[Date Prev][Date Next][Thread Prev][Thread Next][Date Index][Thread Index]

Re: simple question about ATL_mmJIK.c


>NBmm0(MB, NB, KB, ATL_rone, pA, KB, pB, KB, beta, pC, ldpc);
>pA += NBNB;
>pB += NBNB;
>I assume that what's going on here is that pA and pB are pointers to some
>starting offset within the matrices A and B.  When NBmm0 is
>called, the kernel will be executed, and the sub region of size NBxNB of
>matrices A and B will be in the L1 cache, which the kernel then operates
>on at a higher speed than if the data weren't in cache.  After returning,
>the pointers are advanced by NB*NB entries, and the process will repeat
>with another chunk of a matrix.  So, my simple questions are:

Actually, they are not already in the cache, but A, at least, will be kept
there for this operation.  ATLAS/doc/atlas_over.ps describes this in more

>1. NBNB I assume is the the number of *entries* in the sub matrix, so NB
>squared.  If I wanted to get the number of bytes this takes up, then this
>would be NB*NB*sizeof(TYPE).  Is this correct?

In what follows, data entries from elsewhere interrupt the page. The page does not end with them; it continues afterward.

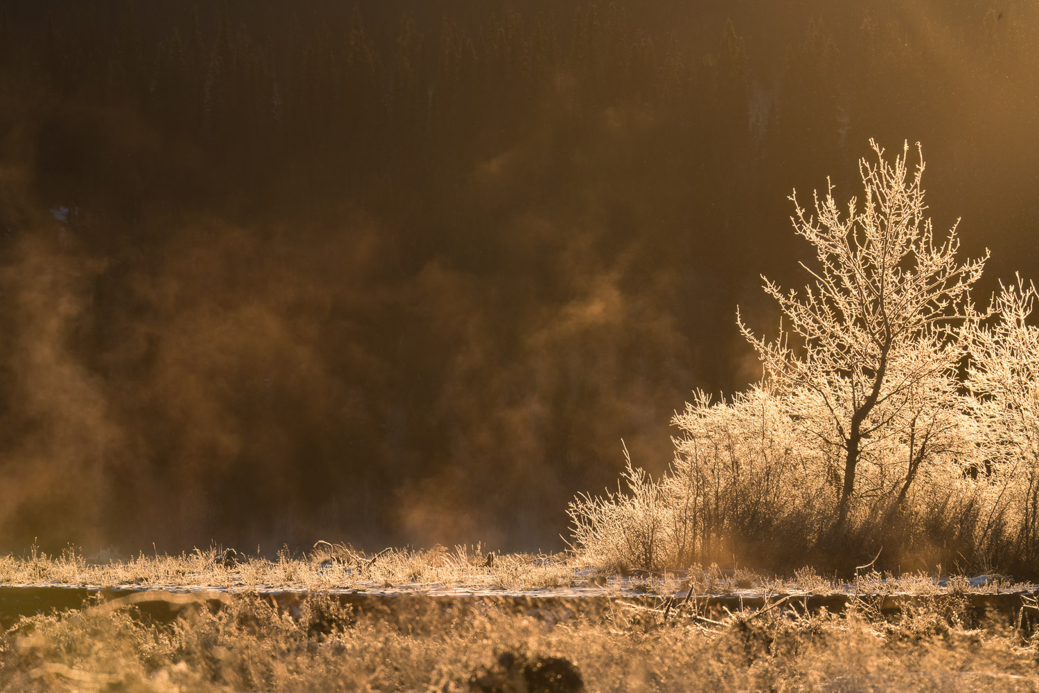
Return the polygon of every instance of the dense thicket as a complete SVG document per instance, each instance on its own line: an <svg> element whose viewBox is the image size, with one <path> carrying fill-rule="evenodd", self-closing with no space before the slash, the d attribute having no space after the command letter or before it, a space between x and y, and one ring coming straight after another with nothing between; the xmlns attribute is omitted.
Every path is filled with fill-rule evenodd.
<svg viewBox="0 0 1039 693"><path fill-rule="evenodd" d="M340 4L0 3L8 548L557 541L869 136L1036 263L1031 3Z"/></svg>

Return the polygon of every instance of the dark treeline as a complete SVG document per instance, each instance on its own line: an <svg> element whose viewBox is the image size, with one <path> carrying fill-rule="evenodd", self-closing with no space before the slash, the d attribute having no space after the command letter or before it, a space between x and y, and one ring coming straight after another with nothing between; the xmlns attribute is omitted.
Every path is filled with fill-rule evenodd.
<svg viewBox="0 0 1039 693"><path fill-rule="evenodd" d="M989 279L1039 265L1033 3L29 4L6 549L555 548L621 438L659 472L690 390L756 377L785 197L857 193L869 137L924 143Z"/></svg>

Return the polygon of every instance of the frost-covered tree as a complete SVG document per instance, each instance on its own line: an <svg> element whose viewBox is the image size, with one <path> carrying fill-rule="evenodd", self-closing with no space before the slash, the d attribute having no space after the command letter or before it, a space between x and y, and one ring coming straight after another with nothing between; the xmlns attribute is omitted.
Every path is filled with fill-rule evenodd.
<svg viewBox="0 0 1039 693"><path fill-rule="evenodd" d="M758 338L738 318L766 382L828 455L840 522L863 460L883 470L893 450L905 449L908 489L928 435L950 425L942 412L965 353L961 327L978 317L969 290L987 259L957 261L956 225L935 239L924 216L922 153L910 175L908 143L894 163L870 144L877 162L859 161L861 207L853 197L843 216L828 181L825 198L814 195L814 214L791 195L794 229L815 246L818 265L802 263L812 277L803 293L762 277L783 316L778 337Z"/></svg>

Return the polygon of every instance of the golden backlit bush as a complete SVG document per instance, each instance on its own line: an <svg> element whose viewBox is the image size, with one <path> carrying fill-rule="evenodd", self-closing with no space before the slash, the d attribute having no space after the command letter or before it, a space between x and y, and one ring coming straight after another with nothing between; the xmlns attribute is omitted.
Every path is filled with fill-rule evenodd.
<svg viewBox="0 0 1039 693"><path fill-rule="evenodd" d="M859 164L864 202L797 207L817 251L801 292L766 279L778 336L756 337L764 377L672 420L660 479L631 460L629 491L570 504L576 547L609 566L694 561L773 568L1039 570L1039 329L1035 286L987 312L956 226L925 217L923 157ZM791 197L795 205L796 197Z"/></svg>

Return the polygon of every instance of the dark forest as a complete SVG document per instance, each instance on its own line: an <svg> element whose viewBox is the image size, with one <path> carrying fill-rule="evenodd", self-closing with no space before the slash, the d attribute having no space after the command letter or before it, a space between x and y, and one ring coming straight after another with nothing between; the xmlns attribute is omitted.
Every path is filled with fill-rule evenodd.
<svg viewBox="0 0 1039 693"><path fill-rule="evenodd" d="M0 0L0 551L559 549L871 137L1039 275L1039 5L903 4Z"/></svg>

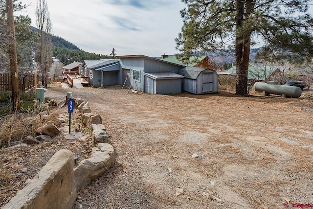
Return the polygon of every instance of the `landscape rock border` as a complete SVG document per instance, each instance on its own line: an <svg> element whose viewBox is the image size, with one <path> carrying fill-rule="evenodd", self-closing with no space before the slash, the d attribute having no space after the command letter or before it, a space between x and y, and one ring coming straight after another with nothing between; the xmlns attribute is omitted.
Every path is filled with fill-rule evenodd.
<svg viewBox="0 0 313 209"><path fill-rule="evenodd" d="M92 130L94 147L90 157L82 161L74 168L73 154L65 149L58 151L33 179L27 181L26 186L18 191L3 209L45 208L47 206L52 209L71 209L81 187L101 176L114 164L113 147L103 143L107 142L107 137L101 116L91 114L88 103L82 99L77 98L74 101L75 107L79 107L78 109L82 114L82 123ZM84 113L87 109L90 112ZM59 131L61 133L54 124L48 125L53 128L56 134ZM37 135L43 134L42 127L40 129ZM21 144L17 145L17 148L21 148Z"/></svg>

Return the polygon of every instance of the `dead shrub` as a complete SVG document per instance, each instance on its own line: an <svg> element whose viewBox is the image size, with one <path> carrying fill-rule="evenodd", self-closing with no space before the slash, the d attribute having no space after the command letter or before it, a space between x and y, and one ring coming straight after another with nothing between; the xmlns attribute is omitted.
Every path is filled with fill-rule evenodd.
<svg viewBox="0 0 313 209"><path fill-rule="evenodd" d="M219 89L234 91L236 90L236 77L231 75L219 75Z"/></svg>

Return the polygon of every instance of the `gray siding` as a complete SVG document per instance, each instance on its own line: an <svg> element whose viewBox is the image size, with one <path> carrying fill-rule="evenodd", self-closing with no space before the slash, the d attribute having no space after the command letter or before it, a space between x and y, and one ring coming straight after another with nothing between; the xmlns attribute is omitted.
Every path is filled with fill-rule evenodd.
<svg viewBox="0 0 313 209"><path fill-rule="evenodd" d="M120 57L120 61L122 68L131 69L130 73L131 75L134 75L134 70L140 71L140 80L133 81L132 88L139 92L153 94L168 94L181 93L181 79L156 81L144 76L144 72L170 72L177 73L183 67L144 56ZM125 73L123 75L122 84L126 79ZM131 80L130 82L132 81Z"/></svg>
<svg viewBox="0 0 313 209"><path fill-rule="evenodd" d="M125 83L125 86L127 87L129 87L131 85L131 82L130 82L130 78L128 76L127 74L129 73L129 69L122 69L122 73L123 73L123 76L122 76L122 81L123 81L123 84L124 84ZM127 80L126 80L126 78L127 78ZM125 82L125 81L126 81Z"/></svg>
<svg viewBox="0 0 313 209"><path fill-rule="evenodd" d="M103 72L103 85L110 86L120 84L118 82L118 71Z"/></svg>
<svg viewBox="0 0 313 209"><path fill-rule="evenodd" d="M101 78L101 72L92 70L92 78L90 78L90 84L92 86L99 87L98 83L99 79ZM101 86L101 84L100 86Z"/></svg>
<svg viewBox="0 0 313 209"><path fill-rule="evenodd" d="M197 94L197 80L184 78L182 81L182 91Z"/></svg>
<svg viewBox="0 0 313 209"><path fill-rule="evenodd" d="M152 78L145 76L145 92L151 94L156 94L156 80Z"/></svg>
<svg viewBox="0 0 313 209"><path fill-rule="evenodd" d="M206 69L201 71L196 79L184 78L182 85L183 91L195 94L217 93L219 77L215 71Z"/></svg>
<svg viewBox="0 0 313 209"><path fill-rule="evenodd" d="M181 93L181 79L156 80L156 92L158 94Z"/></svg>
<svg viewBox="0 0 313 209"><path fill-rule="evenodd" d="M137 91L141 92L143 92L144 90L144 78L143 78L143 57L133 57L133 58L123 58L120 59L121 62L121 66L122 68L131 69L130 74L131 75L134 75L133 74L133 70L137 70L140 71L140 80L139 81L133 81L133 85L132 88L136 89ZM123 83L125 80L123 81ZM130 81L131 83L132 81Z"/></svg>
<svg viewBox="0 0 313 209"><path fill-rule="evenodd" d="M145 92L152 94L175 94L181 93L182 79L156 80L145 76Z"/></svg>

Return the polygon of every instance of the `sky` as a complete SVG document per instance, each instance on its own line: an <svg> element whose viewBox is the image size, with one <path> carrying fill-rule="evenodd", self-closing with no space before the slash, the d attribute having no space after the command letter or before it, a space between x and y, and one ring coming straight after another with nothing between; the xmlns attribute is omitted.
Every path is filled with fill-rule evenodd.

>2. It seems like instead of processing the sub matrices like you normally
>handle a 2D array, that ATLAS is mapping the 2D space into just a strictly
>linear space.  Is this true?

Yes.  This is the block-major format discussed on page 7-8 of
ATLAS/doc/atlas_contrib.ps.  This note along with the provided
ATLAS/doc/atlas_over.ps exist to explain at least some of these ideas.